Exploring Centromere Epigeneticity to Facilitate Genetic Tool Development in Yeasts

Centromeres (CENs) are the chromosomal regions promoting kinetochore formation for faithful chromosome segregation. In yeasts, CENs have been recognized as the essential elements for extra-chromosomal DNA stabilization. However, the epigeneticity of CENs makes their localization on individual chromosomes very challenging, especially in many not well-studied nonconventional yeast species. We recently developed a library-based strategy that integrates in silico GC₃ chromosome scanning and high-throughput functional screening, which enabled the isolation of all eight Scheffersomyces stipitis centromeres with a 16, 000-fold reduction in sequence very efficiently. Further identification of a 125-bp CEN core sequence that appears multiple times on each chromosome but all in the unique signature GC3-valley indicates that CEN location might be accurately discerned by their local GC3 percentages in an epigenetic manner.
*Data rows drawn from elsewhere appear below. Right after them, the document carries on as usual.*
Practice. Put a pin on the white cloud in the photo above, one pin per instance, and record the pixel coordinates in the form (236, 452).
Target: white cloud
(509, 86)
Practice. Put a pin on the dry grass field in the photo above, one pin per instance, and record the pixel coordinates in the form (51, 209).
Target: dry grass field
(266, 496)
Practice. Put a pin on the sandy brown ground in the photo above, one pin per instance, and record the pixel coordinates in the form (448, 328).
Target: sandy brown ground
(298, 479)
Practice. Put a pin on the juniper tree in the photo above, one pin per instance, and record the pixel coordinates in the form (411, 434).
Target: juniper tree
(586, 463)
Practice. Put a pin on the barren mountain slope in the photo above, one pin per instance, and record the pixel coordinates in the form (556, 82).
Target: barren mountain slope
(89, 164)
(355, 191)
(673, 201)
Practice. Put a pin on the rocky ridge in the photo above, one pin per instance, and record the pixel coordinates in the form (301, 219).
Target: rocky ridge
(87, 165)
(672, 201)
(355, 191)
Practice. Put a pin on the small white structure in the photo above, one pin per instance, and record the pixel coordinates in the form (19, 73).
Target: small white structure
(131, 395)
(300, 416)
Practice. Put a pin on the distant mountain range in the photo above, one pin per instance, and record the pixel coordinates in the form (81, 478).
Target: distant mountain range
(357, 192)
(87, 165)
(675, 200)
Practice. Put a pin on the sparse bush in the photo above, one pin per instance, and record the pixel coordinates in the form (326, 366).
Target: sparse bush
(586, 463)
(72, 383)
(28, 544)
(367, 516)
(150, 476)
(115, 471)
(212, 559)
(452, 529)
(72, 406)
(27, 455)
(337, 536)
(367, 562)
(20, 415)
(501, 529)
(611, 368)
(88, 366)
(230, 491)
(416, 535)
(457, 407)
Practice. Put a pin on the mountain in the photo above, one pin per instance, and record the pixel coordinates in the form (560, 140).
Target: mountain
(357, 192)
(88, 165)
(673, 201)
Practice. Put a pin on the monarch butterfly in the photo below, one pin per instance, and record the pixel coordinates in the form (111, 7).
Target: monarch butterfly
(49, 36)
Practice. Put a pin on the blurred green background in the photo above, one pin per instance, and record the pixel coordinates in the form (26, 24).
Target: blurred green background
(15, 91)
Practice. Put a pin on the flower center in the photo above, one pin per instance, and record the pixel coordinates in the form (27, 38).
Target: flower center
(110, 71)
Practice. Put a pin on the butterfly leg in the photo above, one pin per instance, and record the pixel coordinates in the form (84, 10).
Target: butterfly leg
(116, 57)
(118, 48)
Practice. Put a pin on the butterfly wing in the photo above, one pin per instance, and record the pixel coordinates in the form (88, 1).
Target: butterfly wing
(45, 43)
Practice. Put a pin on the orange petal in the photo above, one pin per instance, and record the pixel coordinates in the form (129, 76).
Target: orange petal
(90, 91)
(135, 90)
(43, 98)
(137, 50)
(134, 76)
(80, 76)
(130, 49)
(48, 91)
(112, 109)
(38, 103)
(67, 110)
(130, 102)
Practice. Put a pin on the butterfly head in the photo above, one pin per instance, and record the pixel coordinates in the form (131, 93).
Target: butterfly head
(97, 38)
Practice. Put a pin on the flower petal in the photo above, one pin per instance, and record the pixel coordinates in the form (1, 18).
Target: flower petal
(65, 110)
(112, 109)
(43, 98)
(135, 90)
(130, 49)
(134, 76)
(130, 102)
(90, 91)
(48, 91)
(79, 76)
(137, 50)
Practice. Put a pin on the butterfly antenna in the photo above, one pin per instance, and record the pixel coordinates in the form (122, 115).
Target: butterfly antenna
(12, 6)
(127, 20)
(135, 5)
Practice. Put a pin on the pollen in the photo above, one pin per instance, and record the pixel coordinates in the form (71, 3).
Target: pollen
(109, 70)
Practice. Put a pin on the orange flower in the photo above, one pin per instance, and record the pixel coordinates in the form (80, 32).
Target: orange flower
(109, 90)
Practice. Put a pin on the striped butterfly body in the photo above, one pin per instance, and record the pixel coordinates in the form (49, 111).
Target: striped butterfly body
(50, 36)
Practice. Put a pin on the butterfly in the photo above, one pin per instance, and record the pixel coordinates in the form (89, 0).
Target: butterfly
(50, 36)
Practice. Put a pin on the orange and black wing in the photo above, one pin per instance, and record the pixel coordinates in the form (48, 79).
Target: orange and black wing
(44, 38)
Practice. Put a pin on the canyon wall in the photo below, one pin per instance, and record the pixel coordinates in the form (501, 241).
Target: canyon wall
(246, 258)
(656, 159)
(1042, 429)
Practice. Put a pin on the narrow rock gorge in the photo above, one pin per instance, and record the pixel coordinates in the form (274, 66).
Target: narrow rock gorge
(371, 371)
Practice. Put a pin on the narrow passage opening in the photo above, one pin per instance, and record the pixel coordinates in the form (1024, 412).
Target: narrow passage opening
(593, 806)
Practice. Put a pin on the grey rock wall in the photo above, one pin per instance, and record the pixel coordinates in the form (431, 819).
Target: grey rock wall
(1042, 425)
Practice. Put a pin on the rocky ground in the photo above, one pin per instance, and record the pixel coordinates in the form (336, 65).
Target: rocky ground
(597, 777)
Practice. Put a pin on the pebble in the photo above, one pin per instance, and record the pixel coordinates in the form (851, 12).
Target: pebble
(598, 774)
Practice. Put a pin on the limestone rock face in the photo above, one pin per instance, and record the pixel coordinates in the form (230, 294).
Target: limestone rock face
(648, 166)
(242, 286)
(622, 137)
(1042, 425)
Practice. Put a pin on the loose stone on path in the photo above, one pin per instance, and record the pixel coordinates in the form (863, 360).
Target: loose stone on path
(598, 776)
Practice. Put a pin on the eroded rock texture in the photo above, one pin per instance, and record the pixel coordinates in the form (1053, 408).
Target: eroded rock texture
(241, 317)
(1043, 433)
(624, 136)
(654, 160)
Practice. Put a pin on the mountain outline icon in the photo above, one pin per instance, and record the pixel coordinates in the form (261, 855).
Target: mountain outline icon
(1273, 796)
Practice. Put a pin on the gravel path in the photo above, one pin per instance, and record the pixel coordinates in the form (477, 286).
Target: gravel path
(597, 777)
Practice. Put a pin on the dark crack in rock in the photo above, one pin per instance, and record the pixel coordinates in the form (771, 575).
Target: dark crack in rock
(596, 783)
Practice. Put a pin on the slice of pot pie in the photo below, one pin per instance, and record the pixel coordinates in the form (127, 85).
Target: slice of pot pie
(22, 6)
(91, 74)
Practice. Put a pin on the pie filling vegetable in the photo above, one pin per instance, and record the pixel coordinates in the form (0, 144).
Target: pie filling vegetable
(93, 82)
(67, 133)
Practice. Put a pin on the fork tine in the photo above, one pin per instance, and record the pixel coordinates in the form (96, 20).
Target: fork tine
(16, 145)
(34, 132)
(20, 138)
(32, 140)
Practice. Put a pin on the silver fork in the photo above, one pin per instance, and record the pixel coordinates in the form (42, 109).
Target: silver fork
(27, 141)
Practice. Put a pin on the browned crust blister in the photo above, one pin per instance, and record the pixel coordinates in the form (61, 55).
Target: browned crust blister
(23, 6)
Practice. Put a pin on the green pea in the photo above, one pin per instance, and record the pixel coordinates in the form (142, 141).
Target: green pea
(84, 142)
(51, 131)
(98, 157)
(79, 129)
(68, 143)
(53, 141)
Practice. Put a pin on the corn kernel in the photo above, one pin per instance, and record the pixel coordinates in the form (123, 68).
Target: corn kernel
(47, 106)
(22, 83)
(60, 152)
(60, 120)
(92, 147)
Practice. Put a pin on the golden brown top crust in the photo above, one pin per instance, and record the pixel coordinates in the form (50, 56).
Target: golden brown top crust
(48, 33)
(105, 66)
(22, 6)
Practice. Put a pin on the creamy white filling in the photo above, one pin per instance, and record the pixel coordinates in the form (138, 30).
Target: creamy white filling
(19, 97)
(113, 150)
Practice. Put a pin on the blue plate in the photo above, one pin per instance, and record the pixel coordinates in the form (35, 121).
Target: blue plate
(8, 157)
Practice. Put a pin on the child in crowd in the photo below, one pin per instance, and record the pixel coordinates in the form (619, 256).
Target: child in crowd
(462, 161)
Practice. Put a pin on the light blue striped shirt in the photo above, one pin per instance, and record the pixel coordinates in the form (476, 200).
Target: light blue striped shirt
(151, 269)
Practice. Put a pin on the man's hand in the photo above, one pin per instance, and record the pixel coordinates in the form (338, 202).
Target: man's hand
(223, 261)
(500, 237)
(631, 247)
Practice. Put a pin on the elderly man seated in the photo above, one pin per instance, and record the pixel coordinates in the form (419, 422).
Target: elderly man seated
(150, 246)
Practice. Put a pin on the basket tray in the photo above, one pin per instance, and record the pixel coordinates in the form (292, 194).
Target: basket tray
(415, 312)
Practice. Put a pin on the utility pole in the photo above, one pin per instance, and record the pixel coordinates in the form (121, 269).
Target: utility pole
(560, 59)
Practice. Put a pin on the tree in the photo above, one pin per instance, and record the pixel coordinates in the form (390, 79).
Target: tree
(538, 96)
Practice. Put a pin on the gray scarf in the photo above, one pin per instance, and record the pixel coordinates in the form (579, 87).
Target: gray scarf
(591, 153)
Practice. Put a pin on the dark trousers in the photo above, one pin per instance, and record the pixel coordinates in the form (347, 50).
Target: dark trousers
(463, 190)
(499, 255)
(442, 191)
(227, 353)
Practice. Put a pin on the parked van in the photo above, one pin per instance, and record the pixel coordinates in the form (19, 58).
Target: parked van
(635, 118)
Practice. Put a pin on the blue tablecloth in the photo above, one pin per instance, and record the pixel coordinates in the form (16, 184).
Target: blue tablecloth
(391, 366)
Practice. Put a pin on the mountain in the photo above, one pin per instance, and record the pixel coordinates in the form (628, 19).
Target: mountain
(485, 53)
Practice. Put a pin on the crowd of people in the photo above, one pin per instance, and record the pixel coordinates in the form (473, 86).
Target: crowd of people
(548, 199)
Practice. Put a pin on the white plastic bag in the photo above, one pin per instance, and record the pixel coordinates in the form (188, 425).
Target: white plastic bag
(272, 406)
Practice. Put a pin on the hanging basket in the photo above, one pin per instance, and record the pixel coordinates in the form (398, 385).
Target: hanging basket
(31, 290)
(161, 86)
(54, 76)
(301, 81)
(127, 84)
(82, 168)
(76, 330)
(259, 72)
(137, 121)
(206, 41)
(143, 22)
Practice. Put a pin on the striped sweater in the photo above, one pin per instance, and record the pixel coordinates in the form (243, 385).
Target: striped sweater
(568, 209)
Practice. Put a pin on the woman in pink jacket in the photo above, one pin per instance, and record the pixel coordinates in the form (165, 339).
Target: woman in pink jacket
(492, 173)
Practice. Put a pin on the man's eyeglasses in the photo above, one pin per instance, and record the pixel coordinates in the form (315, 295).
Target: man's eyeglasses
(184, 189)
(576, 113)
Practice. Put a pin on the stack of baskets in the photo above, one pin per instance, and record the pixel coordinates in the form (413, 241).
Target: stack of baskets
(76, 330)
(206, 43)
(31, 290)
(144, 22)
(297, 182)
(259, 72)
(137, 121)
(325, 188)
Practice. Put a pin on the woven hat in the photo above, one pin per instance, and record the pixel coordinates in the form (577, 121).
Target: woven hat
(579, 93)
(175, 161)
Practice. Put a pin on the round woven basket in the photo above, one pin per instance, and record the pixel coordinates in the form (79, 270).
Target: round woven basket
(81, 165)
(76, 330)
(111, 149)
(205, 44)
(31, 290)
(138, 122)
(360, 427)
The essential role played by epigeneticity in modulating the function of centromeres was also recognized in Yarrowia lipolitica. The current Yarrowia plasmids are notoriously unstable. We identified that a previously ignored sequence located between an origin of replication and a CEN in the genome context impacts the plasmid stability, most likely through an epigenetic manner. Inserting this sequence into one of the most popular Yarrowia plasmids significantly improved the plasmid stability, increasing the GFP-positive population from 37% to 72%. These two examples illustrated the importance of understanding the epigenetic feature of CENs when developing the genetic tools for not-well studied eukaryotic hosts.